The University of North Texas and the Omora Sub-Antarctic Research Alliance have received a $150,000 grant from the National Science Foundation (NSF) to conduct international research experiences for US students in the Chilean sub-antarctic region. The grant is also supported by the Institute of Ecology and Biodiversity’s Long-Term Socio-Ecological Research Network, which includes sites at the Omora Ethnobotanical Park (Cape Horn), Senda Darwin Biological Station (Chiloé) and Fray Jorge Experimental Site (Coquimbo). The Chilean LTSER Network extends across a latitudinal gradient from the subantarctic archipelago to the temperate rainforests and the arid desert regions of Chile and provides a platform for students to not only visit diverse ecosystems, but also interact with Chilean and Argentine mentors, learn how to combine social and ecological studies to create biocultural conservation and research, and study together with students from Chile and Latin America. For more information, go to the project website.
From El Pinguino, 13 Mayo 2009
The Puerto Williams Naval Supermarket joined efforts in April to celebrate “Earth Month”, putting into practice an initiative to convert to the use of returnable bottles to reduce the contamination in the Cape Horn Biosphere Reserve. This decision can seem basic, but in reality it requires a great amount of coordination. From Puerto Williams, these returned bottles must be carried by ship to the closest bottling company in Punta Arenas. About half of the population of Cape Horn County is employed by the navy, and these actions will significantly support efforts to reduce the world-wide ecological catastrophy of plastic. Amazingly it takes a two liter plastic bottle hundreds of years to disappear.

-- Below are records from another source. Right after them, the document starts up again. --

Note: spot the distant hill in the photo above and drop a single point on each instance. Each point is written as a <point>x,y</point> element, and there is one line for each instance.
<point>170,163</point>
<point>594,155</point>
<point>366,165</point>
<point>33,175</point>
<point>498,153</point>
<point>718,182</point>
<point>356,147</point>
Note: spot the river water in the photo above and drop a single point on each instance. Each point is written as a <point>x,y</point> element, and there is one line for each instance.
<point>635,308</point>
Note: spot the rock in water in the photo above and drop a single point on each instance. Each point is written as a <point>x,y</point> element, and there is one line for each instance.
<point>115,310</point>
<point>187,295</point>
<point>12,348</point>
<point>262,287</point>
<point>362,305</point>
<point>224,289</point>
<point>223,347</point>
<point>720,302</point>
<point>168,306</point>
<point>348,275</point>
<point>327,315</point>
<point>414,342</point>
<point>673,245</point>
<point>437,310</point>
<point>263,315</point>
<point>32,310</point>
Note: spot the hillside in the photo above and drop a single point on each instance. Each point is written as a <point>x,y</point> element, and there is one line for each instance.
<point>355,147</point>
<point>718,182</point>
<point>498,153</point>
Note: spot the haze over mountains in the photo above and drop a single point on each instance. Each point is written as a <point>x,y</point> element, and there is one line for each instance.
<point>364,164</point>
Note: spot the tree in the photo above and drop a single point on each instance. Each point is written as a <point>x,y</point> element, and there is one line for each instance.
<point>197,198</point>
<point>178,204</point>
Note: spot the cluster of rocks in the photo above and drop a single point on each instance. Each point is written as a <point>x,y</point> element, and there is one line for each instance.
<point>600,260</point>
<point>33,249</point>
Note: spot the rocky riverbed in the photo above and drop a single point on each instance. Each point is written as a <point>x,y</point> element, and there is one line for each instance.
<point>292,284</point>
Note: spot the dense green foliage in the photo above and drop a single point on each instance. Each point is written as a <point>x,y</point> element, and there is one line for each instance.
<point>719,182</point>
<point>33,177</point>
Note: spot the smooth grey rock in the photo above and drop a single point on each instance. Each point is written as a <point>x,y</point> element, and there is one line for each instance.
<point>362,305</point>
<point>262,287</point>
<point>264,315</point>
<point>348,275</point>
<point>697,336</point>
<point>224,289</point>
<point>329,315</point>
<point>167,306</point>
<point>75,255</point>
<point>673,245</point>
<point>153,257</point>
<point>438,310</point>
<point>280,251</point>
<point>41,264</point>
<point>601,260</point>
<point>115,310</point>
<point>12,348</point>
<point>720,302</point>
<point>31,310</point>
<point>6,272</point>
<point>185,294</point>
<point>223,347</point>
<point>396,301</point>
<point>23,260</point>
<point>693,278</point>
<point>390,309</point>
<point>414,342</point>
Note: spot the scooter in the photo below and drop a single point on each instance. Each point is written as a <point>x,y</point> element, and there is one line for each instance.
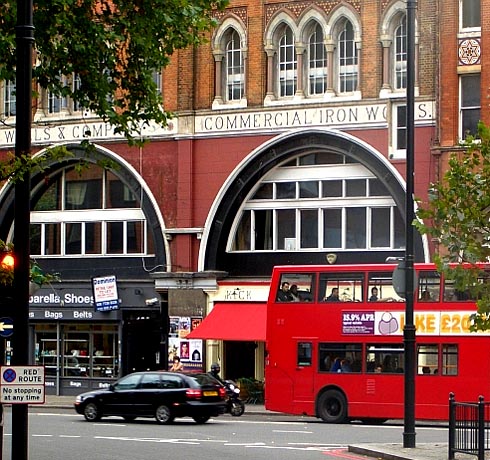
<point>234,405</point>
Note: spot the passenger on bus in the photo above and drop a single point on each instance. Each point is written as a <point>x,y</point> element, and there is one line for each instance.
<point>295,297</point>
<point>374,294</point>
<point>336,365</point>
<point>345,366</point>
<point>284,295</point>
<point>334,296</point>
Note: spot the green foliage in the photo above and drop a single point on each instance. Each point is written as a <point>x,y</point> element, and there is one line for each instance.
<point>113,46</point>
<point>458,216</point>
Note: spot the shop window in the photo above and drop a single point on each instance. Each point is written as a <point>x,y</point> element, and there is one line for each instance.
<point>79,350</point>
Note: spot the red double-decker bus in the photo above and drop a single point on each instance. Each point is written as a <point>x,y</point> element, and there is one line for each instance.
<point>335,344</point>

The motivation for this effort is the fruit of educational campaigns conducted in the Cape Horn Biosphere Reserve since 2000 by the Omora Ethnobotanical Park, the University of Magallanes and the Institute of Ecology and Biodiversity, where the local navy district has enthusiastically collaborated throughout. It bears mentioning that this program is also part of a broader initiative to convert plastic bags in the town to reusable, cloth bags.
With such measures as this, the Chilean Navy demonstrates its committment to social responsability and the bettering of life for all living beings in the extreme tip of the Americas.